Energy market expert warns about high price of electricity in Spain this summer
May will end as the second cheapest month on record
Europa Press
Malaga
Thursday, 29 May 2025, 20:10
Spanish energy market analyst and CEO of Tempos Energía, Antonio Aceituno, has warned that electricity prices between July and September this year might experience a surprising rise, potentially reaching 100 euros per megawatt hour. Aceituno cites rising temperatures and the level of European gas reserves as the culprits.
According to the expert, "one of the reasons behind this prediction lies in the behaviour of the TTF indicator - the gas benchmark in Europe - which has consolidated above 36 euros per megawatt hour". "The upside risk would also come from the fact that Europe will have to double its gas reserves in a few months due to the uncertainty in the market," he said.
In this context, the reactivation of liquefied natural gas demand from China during the summer months and the development of the energy relationship between the US and Europe (if US supply is constrained), become the two main sources of volatility that, along with hydroelectric energy, shape the electricity outlook for the summer months.
The data frequently shows unmanageable solar or hydro episodes, forced to produce or turbine at zero cost.
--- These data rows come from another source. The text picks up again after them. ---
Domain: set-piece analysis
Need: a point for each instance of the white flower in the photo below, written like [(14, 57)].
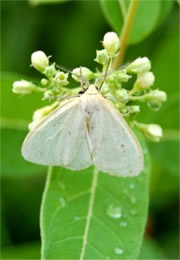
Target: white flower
[(102, 57), (61, 79), (140, 65), (155, 131), (111, 43), (39, 60), (144, 80), (156, 96), (86, 73), (23, 87)]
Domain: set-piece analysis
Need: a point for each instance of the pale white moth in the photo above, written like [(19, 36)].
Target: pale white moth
[(86, 130)]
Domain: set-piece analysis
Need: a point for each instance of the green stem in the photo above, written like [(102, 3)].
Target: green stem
[(48, 179), (126, 32), (123, 8)]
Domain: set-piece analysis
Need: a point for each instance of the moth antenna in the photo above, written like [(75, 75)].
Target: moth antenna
[(82, 81), (80, 76), (110, 73), (105, 74)]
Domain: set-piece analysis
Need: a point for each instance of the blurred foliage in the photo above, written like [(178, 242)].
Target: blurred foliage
[(64, 30)]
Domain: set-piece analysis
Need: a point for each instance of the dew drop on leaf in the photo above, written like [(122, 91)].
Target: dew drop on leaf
[(123, 224), (132, 186), (133, 212), (133, 199), (62, 185), (125, 191), (76, 218), (114, 211), (118, 251), (145, 151), (62, 202)]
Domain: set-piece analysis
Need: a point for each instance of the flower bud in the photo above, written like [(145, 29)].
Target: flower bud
[(102, 57), (23, 87), (85, 72), (151, 131), (134, 109), (122, 75), (122, 95), (39, 60), (156, 97), (144, 80), (50, 71), (61, 79), (140, 65), (39, 114), (111, 43), (48, 94), (44, 82)]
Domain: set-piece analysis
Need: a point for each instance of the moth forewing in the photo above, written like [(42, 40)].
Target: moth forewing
[(83, 131), (57, 139), (115, 148)]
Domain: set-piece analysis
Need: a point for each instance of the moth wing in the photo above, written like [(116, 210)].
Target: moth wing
[(60, 139), (115, 148)]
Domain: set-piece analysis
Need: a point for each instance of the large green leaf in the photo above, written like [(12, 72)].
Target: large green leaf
[(16, 113), (151, 250), (92, 215), (39, 2), (149, 15), (22, 251)]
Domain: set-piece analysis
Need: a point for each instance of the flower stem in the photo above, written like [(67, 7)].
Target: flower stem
[(126, 32)]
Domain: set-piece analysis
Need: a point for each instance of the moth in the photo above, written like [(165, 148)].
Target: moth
[(84, 131)]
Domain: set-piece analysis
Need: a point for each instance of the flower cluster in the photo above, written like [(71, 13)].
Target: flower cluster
[(54, 84)]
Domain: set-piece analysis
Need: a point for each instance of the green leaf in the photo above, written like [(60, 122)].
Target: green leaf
[(92, 215), (16, 113), (13, 164), (145, 22), (150, 250), (22, 251), (39, 2)]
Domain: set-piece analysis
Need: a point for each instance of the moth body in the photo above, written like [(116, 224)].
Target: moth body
[(85, 130)]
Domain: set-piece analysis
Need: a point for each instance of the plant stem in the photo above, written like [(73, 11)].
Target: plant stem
[(123, 9), (126, 32)]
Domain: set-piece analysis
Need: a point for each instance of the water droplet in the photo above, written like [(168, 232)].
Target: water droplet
[(145, 151), (62, 202), (133, 199), (125, 190), (62, 185), (77, 218), (154, 107), (123, 224), (114, 211), (118, 251), (133, 212), (132, 186)]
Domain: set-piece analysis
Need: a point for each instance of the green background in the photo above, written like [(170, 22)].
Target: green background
[(71, 32)]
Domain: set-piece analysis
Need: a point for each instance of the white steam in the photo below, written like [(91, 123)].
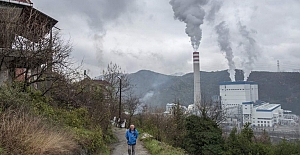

Tempos Energía has pointed out that "hydropower has become the second largest source of the electricity mix, ahead of gas and nuclear, covering 19.72%, with reservoirs reaching 90.50%".
According to the energy consultant's forecasts, electricity's future shows a change in trend with the TTF, "the key indicator", up 13.70% in the month of May to 36.46 euros. This upward curve in gas prices is explained by the stagnation in peace talks in Ukraine.
As a result, "Europe needs a sustainable alternative to Russian gas". "The European Commission is going to propose legal measures in June to ban Russian gas imports from 2027 onwards," said Tempos Energía's CEO.
For Aceituno, from this point onwards, "a zero import quota will possibly be implemented, which will affect liquefied natural gas as well as gas pipelines". In addition, the filling of European gas storage facilities continues to be a priority for the coming winter. Although stocks have risen to 45.70 %, they are down from 68% a year ago.
In relation to this situation, Aceituno stated that "the nearest-term electricity contracts reflect the upward pressure on gas prices in May due to lower renewable output, uncertainty over liquefied natural gas supply and a potential decline in nuclear energy production".
The second cheapest May on record
The current state of the electricity market is preceded by a May that "has made history" in the electricity market, with an average price of 14.48 euros per megawatt hour, which has turned out to be the second cheapest in recorded history.
For more than 60% of the month, the pool has operated with prices below 20 euros, registering negative prices one out of every three hours. In May, the electricity system was unable to absorb all the energy from renewables due to weak demand. During the first fortnight, consumption was 564.51 gigawatt hours per day (the lowest figure of the year), rising slightly to 578.93 in the second fortnight.
Dominated by solar and hydro, supply has caused a structural imbalance, with generation more than 50-70 gigawatt hours per day higher than daily demand. Solar energy, with 22.29% in the first fortnight and 23.22% in the second, has collapsed prices. Combined cycle plants increased their share to 13%, but in a context of falling prices.
Bearish scenario
The Brent crude oil market for next month could fluctuate between 60 and 70 dollars per barrel, with a clearly bearish trend if an increase in supply by OPEC+ is confirmed and global trade uncertainty persists.
According to the CEO of Tempos Energía, "OPEC is looking to regain market share against US shale and will almost certainly go for a clear acceleration from initial plans with an increase of 411,000 barrels per day by July".
Although the climate in the markets has improved slightly, after the moderation of trade tensions between the US and China, "uncertainty in relation to international trade will continue to exert pressure on the global economy and, as a consequence, on the demand for crude oil", the expert explained.
After trading in a range of 70 to 80 dollars a barrel last year to a maximum of 83.48 dollars, experiencing its highest minimum in four years at 64.86 dollars, "macroeconomic uncertainty is the predominant index in the crude oil market". In this context, "inflation, the US recession, tariffs, production in the face of US storage demand will be decisive in understanding changes", Aceituno pointed out.